⑤ Read the correction code
The NRW model is also adopted for data reading. Taking the K = m = 2 encoding mode as an example, as long as two blocks are read correctly (either data block or check block) , the original data can be obtained by Fast RS decoding In addition, to improve availability and reduce latency, Access preferentially reads the nearby or low-load storage node EC-Node.
It can be seen that online EC combined with NRW protocol ensures strong data consistency, high throughput and low latency, which is suitable for big data business model.
3. Data Lake access speeds up
One of the significant benefits of the data lake architecture is cost savings, but the separate storage and computing architecture also faces bandwidth bottlenecks and performance challenges, so we also offer a number of access acceleration techniques:
① Multi-level cache capability
- First-level cache: Local Cache, which is co-deployed with computing nodes, supporting metadata and data cache, supporting memory, PMEM, NVme, HDD different types of media, characterized by low access delay, but less capacit
- Second-level cache: Distributed Cache, flexible copy count, location-aware, user/bucket/object-level active and passive cache support, and data obsolescence policy can be configured
The multi-level caching strategy had a good acceleration effect in our ML training scenario.

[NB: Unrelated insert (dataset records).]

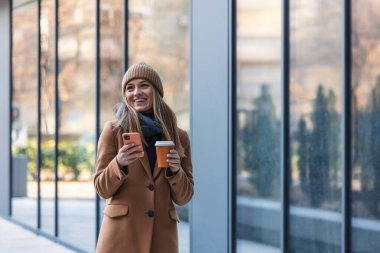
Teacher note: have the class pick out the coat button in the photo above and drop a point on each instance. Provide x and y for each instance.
(151, 187)
(150, 213)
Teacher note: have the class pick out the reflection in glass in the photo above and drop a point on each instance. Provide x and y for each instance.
(315, 118)
(77, 123)
(47, 116)
(259, 140)
(112, 52)
(159, 35)
(24, 113)
(365, 126)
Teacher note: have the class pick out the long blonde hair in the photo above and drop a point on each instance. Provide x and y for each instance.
(128, 119)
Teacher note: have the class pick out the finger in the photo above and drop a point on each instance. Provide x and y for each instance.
(173, 161)
(176, 156)
(126, 147)
(134, 150)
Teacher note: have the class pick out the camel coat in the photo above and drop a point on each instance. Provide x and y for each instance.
(139, 216)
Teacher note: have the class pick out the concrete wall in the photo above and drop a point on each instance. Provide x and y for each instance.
(210, 130)
(4, 105)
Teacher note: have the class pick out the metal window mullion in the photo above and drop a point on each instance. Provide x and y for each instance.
(97, 109)
(126, 36)
(39, 90)
(57, 114)
(233, 127)
(10, 105)
(347, 80)
(285, 172)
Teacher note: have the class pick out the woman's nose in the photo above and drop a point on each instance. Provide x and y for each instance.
(137, 91)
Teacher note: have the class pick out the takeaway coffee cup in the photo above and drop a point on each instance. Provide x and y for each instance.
(162, 149)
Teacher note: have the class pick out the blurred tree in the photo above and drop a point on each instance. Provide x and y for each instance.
(262, 144)
(303, 152)
(333, 137)
(319, 152)
(374, 147)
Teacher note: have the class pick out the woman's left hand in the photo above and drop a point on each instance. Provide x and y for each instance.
(174, 161)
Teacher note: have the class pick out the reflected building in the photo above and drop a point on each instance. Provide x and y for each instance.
(284, 135)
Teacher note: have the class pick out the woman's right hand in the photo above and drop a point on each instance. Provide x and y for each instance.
(128, 154)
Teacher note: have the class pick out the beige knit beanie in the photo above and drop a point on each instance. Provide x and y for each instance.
(143, 71)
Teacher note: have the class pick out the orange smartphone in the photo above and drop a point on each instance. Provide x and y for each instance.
(129, 138)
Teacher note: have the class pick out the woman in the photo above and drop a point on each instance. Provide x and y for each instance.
(140, 216)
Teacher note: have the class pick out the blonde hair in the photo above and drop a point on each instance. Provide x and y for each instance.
(162, 113)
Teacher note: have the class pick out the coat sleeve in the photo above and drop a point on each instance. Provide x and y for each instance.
(108, 177)
(182, 183)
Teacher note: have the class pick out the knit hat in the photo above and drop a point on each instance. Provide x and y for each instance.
(143, 71)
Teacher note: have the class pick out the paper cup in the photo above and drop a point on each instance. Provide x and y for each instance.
(162, 149)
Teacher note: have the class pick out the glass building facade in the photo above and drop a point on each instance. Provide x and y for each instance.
(281, 99)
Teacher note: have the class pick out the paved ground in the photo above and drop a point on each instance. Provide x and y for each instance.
(15, 239)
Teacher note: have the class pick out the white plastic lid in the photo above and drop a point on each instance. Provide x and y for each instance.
(164, 143)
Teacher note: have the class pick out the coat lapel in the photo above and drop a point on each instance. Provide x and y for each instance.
(145, 163)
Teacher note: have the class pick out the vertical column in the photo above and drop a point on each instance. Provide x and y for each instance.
(347, 170)
(5, 102)
(210, 125)
(286, 163)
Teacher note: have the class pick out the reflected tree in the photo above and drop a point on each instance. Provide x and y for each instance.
(374, 146)
(318, 150)
(303, 153)
(262, 144)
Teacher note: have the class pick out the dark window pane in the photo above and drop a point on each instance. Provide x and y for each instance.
(365, 126)
(258, 210)
(77, 123)
(315, 107)
(24, 110)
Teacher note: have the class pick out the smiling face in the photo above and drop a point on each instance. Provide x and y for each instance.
(139, 94)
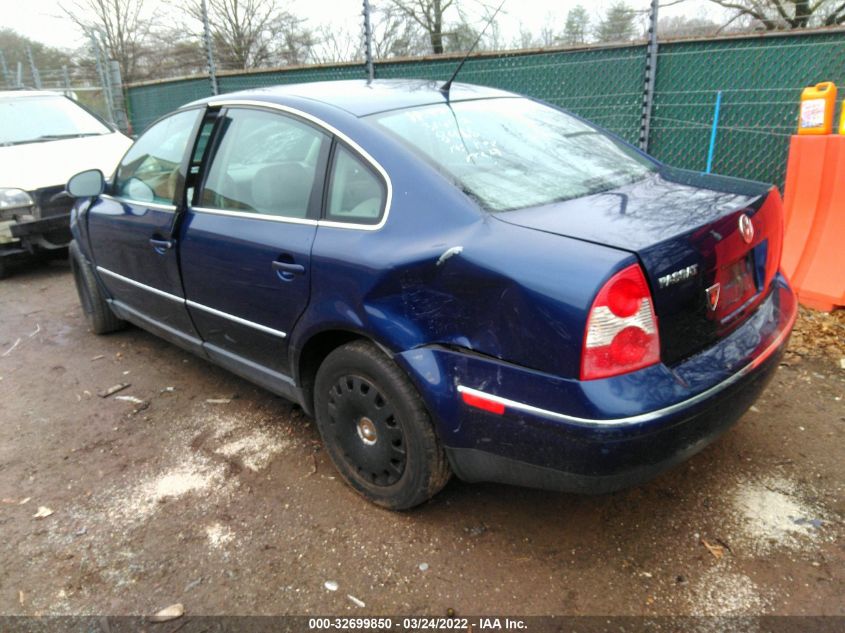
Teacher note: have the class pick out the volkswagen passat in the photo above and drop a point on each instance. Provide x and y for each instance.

② Predicate push-down operation
In addition, the storage data layer also supports predicate push-down operation, which can significantly reduce the amount of data flow between storage and computing nodes, reduce resource overhead and improve computing performance
There is still a lot of detailed work to speed up the data lake, and we are in the process of continuous improvement.
Currently CBFS-2. Version X is open source, and version 3.0, which supports key features such as online EC, Lake Acceleration, and multi-protocol access, is expected to be open source in October of the 2021; Future CBFS will increase the storage HDFS cluster directly mount (no data migration) , hot and cold data intelligent hierarchical features, in order to support big data and AI under the original structure of storage data smooth into the lake.